Physic Level 3
Indicazioni: Azione trofica a livello osseo, muscolare e tendinolegamentosa, riattiva la circolazione e favorisce la ripresa della funzionalità e della mobilità articolare. Indicato in caso di: tensioni muscolari, rigidità delle giunture, dolenzie al movimento, dolori muscolari e reumatici cronici, atrofia muscolare e debolezza della parte dopo immobilizzazione.
Ingredienti
Remannia (rehmannia glutinosa ) radice polvere; equiseto (equisetum arvense l.)erba estratto secco titolato 7% salice; peonia (peonia officinalis l.) fiori polvere; centella (centella asiatica l.) erba estratto secco titolato 20%derivati tri-terpenici totali; angelica cinese (angelica sinensi diels) radice estratto secco; mandarino (citrus nobilis lour.) pericarpo polvere.
Modalità d'uso
Una compressa tre volte al giorno da deglutire con abbondante acqua.
Avvertenze
Tenere fuori dalla portata dei bambini al di sotto dei 3 anni di età.
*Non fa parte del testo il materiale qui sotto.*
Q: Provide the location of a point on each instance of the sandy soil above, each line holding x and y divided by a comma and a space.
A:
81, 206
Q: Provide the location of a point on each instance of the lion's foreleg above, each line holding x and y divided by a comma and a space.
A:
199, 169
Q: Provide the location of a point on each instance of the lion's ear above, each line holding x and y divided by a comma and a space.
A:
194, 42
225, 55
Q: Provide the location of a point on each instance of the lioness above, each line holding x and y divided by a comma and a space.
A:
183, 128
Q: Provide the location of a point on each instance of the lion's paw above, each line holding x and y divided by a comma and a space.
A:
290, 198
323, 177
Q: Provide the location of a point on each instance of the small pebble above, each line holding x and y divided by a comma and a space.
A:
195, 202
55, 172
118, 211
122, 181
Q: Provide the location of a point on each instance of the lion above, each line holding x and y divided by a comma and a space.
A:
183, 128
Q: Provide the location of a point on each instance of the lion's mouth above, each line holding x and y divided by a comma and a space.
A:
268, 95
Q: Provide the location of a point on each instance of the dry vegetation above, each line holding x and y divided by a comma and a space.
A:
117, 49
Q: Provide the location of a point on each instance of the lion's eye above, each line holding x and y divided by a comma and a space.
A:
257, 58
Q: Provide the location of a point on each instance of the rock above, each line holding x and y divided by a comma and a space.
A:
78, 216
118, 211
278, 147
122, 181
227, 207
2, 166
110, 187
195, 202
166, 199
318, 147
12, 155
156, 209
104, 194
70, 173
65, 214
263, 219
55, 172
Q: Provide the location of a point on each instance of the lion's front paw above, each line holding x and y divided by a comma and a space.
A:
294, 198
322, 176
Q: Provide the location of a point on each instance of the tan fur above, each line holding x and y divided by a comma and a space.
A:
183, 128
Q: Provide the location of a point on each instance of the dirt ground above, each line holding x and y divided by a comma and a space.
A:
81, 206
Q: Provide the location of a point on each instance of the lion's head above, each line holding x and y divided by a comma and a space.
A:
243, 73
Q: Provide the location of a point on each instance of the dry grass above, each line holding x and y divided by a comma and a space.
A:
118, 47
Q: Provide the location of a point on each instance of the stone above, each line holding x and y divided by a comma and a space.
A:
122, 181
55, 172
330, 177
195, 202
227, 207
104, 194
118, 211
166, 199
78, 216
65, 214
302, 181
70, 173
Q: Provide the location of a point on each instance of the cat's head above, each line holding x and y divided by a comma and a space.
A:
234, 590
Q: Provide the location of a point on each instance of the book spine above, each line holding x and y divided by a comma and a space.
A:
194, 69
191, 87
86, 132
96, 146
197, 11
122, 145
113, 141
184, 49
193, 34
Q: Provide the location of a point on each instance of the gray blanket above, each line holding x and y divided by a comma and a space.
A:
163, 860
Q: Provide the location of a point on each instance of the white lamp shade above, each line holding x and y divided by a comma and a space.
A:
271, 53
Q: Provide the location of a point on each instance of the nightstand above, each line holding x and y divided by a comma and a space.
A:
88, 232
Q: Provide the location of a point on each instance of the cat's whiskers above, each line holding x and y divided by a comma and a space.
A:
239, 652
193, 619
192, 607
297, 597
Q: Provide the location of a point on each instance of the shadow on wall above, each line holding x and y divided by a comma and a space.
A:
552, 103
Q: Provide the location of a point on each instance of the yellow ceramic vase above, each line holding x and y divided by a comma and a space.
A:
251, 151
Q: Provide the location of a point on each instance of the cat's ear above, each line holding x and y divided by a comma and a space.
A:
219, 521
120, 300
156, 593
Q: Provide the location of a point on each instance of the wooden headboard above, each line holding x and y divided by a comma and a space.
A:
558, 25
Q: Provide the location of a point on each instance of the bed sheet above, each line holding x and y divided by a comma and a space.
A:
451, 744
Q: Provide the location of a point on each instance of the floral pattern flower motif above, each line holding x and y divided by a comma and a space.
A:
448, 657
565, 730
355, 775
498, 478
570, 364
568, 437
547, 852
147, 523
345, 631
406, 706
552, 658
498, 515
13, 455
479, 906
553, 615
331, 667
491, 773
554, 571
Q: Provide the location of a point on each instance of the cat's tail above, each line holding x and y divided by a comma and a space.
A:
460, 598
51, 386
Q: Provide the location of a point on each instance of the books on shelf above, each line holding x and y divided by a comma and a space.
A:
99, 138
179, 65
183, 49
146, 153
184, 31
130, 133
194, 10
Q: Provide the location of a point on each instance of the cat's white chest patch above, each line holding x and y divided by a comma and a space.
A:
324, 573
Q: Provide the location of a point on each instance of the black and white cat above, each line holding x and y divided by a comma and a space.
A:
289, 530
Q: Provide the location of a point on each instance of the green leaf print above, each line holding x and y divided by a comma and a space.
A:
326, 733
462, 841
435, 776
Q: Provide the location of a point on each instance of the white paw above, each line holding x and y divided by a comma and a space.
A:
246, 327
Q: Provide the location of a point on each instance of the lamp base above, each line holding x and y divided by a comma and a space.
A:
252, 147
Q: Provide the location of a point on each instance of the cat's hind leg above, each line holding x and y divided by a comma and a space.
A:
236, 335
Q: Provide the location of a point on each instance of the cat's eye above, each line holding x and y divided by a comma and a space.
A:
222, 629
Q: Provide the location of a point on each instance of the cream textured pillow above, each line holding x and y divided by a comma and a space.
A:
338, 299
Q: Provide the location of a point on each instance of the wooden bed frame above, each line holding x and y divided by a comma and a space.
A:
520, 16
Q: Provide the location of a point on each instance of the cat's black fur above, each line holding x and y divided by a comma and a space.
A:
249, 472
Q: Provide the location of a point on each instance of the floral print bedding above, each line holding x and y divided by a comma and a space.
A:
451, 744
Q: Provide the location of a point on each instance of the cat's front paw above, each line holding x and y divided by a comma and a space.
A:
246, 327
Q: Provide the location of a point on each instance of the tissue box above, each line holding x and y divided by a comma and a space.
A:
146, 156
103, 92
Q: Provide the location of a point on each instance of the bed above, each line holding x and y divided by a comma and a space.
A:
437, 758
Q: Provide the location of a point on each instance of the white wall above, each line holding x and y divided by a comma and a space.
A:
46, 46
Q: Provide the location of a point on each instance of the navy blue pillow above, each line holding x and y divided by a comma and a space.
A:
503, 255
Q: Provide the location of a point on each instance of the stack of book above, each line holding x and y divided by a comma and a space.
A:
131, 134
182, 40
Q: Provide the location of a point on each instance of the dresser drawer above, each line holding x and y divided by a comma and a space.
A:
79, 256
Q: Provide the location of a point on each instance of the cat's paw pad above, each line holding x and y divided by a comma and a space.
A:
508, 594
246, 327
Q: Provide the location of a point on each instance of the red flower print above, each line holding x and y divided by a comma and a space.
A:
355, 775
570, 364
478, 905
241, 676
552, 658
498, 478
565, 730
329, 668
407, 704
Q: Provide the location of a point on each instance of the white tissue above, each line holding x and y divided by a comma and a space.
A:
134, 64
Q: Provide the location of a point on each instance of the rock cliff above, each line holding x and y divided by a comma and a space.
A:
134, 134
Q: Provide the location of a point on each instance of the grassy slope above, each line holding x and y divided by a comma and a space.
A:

Gli integratori non vanno intesi come sostituti di una dieta variata. Non superare la dose giornaliera raccomandata.
Conservazione
Conservare in luogo fresco e asciutto lontano da fonti di calore.
Associazioni: Condralgin, Osteocart, Bineuralgin, Neurotrofin, Mialgin, Algiplus gtt, Algiplus cpr, Algiplus crema, Enalgin, Enalgin flash, Biopor, Rachialgin, Periartralgin, Coxalgin, Gonalgin.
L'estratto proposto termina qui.